J’ai vu hier en replay sur Arte le très beau documentaire Nous de la cinéaste d’origine sénégalaise Alice Diop. S’inspirant des Chroniques du Roissy Express tenues jadis par François Maspero, elle a embarqué sur la ligne B du RER de la banlieue nord jusqu’à la vallée de Chevreuse, documentant tout au long des stations qu’elle effectue les mondes divers qu’elle traverse et qui tous ensemble, dans leur diversité voire leurs oppositions, constituent néanmoins ce collectif qui fait la France.
Le documentaire se déploie avec une certaine lenteur de séquence en séquence, laissant le temps de pénétrer les ambiances et les modes de vie, ponctué de belles images fixes des paysages, nous faisant passer, entre autres, d’un mécanicien malien d’Aubervilliers à des royalistes disant une messe pour les rois de France à Saint-Denis, de jeunes des cités à sa propre sœur, infirmière libérale visitant ses patients, du mémorial juif de Drancy à un équipage de chasse à courre dans les bois au-delà de Chevreuse.

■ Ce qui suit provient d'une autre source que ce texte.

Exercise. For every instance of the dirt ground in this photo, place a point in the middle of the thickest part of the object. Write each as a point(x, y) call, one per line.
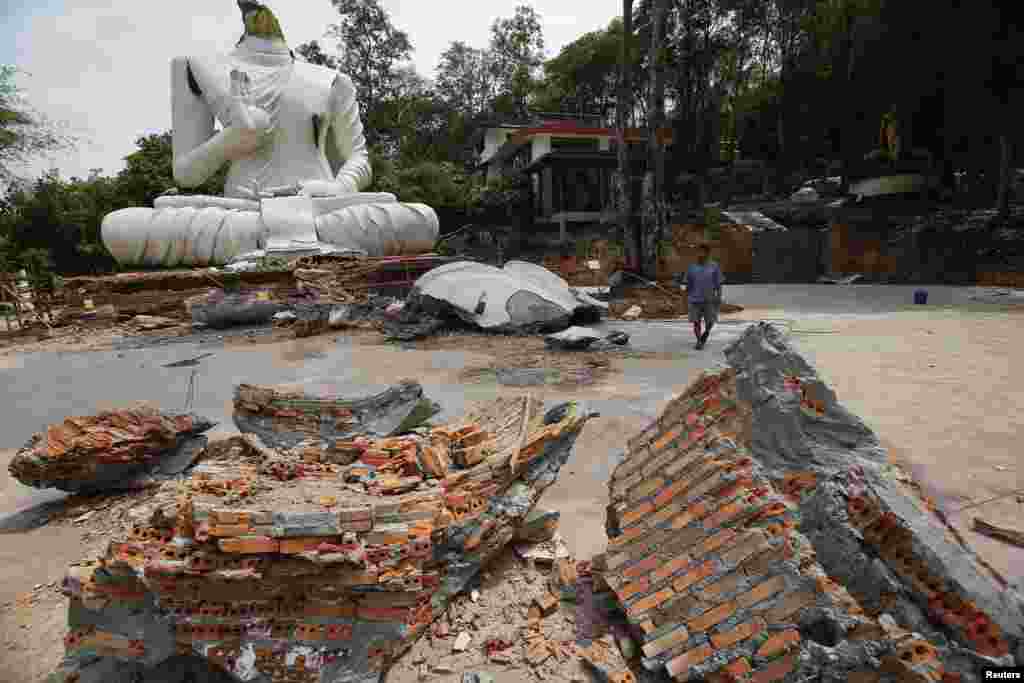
point(938, 385)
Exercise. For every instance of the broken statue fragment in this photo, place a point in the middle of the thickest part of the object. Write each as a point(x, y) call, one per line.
point(757, 532)
point(518, 297)
point(110, 451)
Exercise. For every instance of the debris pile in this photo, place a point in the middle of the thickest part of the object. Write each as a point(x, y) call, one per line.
point(110, 451)
point(327, 572)
point(287, 418)
point(759, 534)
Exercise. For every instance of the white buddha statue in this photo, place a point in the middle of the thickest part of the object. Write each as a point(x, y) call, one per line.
point(298, 160)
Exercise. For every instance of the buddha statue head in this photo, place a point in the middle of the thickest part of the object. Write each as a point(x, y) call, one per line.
point(259, 20)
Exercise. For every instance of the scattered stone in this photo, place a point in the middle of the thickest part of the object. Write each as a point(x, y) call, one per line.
point(633, 313)
point(546, 604)
point(545, 553)
point(540, 525)
point(345, 588)
point(115, 450)
point(461, 642)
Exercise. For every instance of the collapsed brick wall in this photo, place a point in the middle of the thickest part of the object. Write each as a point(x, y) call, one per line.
point(323, 575)
point(757, 535)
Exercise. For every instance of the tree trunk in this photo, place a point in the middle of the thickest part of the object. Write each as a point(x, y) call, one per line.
point(1006, 152)
point(623, 181)
point(653, 219)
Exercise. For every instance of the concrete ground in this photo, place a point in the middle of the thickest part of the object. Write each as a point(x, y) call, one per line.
point(936, 383)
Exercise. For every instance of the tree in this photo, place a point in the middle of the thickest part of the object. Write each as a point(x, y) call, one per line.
point(583, 77)
point(24, 132)
point(624, 112)
point(466, 79)
point(517, 46)
point(372, 52)
point(654, 217)
point(314, 54)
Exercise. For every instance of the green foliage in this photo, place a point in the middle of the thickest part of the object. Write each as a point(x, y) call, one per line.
point(584, 76)
point(25, 133)
point(372, 51)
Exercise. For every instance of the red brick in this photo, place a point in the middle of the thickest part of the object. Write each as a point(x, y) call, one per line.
point(712, 617)
point(249, 545)
point(778, 643)
point(762, 592)
point(791, 604)
point(715, 542)
point(707, 486)
point(737, 669)
point(678, 564)
point(645, 488)
point(752, 542)
point(678, 667)
point(636, 588)
point(682, 541)
point(666, 642)
point(776, 670)
point(741, 632)
point(693, 575)
point(636, 513)
point(691, 513)
point(665, 439)
point(761, 562)
point(225, 530)
point(642, 567)
point(722, 587)
point(304, 544)
point(649, 602)
point(723, 515)
point(666, 513)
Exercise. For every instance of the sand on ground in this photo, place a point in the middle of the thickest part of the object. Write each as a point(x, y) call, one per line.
point(938, 386)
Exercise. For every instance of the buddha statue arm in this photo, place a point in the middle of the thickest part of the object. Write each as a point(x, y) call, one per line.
point(346, 136)
point(199, 151)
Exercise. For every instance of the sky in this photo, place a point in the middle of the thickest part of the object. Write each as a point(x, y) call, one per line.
point(102, 69)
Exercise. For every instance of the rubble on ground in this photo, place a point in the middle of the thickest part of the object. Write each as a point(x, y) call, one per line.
point(518, 298)
point(110, 451)
point(662, 302)
point(220, 309)
point(758, 532)
point(278, 565)
point(285, 417)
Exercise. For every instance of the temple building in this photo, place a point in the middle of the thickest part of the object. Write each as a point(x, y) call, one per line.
point(569, 160)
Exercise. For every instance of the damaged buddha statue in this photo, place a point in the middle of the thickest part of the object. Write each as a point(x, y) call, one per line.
point(292, 134)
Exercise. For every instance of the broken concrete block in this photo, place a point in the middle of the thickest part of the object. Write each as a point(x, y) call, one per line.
point(741, 517)
point(238, 591)
point(540, 525)
point(284, 417)
point(546, 604)
point(461, 643)
point(111, 451)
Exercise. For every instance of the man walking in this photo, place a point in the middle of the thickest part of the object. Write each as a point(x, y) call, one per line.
point(704, 292)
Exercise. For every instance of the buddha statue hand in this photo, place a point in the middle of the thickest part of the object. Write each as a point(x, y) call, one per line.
point(250, 129)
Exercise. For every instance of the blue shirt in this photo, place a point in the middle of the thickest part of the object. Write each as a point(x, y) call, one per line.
point(702, 282)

Sa propre vie est mise à contribution. Elle revisite les lieux de son enfance en banlieue nord, évoque par d’émouvantes séquences ses parents décédés, reprenant des films amateurs tournés des années auparavant, montrant sa mère lors de réunions de famille, questionnant son père, arrivé en France en 1966, sur son parcours de vie.
On la voit elle-même, s’entretenant avec Pierre Bergounioux, chez lui, à Gif-sur-Yvette. Elle, qui donne « une légitimité cinématographique à des vies qui ne sont pas racontées » se trouve en naturelle connivence avec un auteur qui raconte au plus près dans ses Carnets sa vie quotidienne et qui manifeste son empathie profonde aux personnes modestes qu’il croise et dont, au-delà de son statut d’intellectuel, il se sent faire partie. Les écoutant parler, j’ai trouvé dans les regards qu’ils portent autour d’eux, dans leurs démarches de cinéaste ou d’écrivain, bien des points communs avec ce qui fonde la démarche de l’APA.
Face à tant d’exaspérations, de divisions, de rejets de l’autre que l’actualité ne cesse de nous mettre sous les yeux, ce Nous auquel Alice Diop veut croire est profondément bienfaisant et résonne avec la belle chanson de Ferrat, Ma France, sur laquelle se clôt le film.